Wednesday, January 9, 2013

Common Core - First Impression

My favorite part of the Core Curriculum reading was the third standard for mathematical practice: "Construct viable arguments and critique the reasoning of others." I am a major proponent of this standard, because from personal experience I have found that it greatly enhances understanding of mathematical concepts. In my Calculus class in high school, my teacher required that we spend 2 hours each week outside of class in a study group with other students from our class. I have never learned a subject in math so thoroughly, and I attribute much of that to those study groups. I learned how to communicate and justify my thoughts, and how to reason through mathematical arguments. I only regret that I learned this for the first time in my last high school math class.
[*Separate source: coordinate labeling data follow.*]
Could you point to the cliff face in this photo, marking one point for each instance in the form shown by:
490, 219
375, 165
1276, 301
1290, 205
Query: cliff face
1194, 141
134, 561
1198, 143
I think this is essential to implement in math classes of all levels.
One thing in the curriculum that surprised (and pleased) me was the section titled "High School - Number and Quantity." The basic tenets of this section are number systems, quantities, and vectors and matrices. Maybe this was just a hole in my personal education, but I never remember learning about different number systems in any real depth or drawing any connections between them until I got to college. It is so fundamental to understand the fundamentals! Math makes so much more sense if you can see how everything is based in an underlying structure (this also supports the seventh standard for mathematical practice: "Look for and make use of structure"). I am very excited that this is such a large part of the curriculum. 

1 comment:

  1. I'm glad that you're exciting about drawing connections between number systems.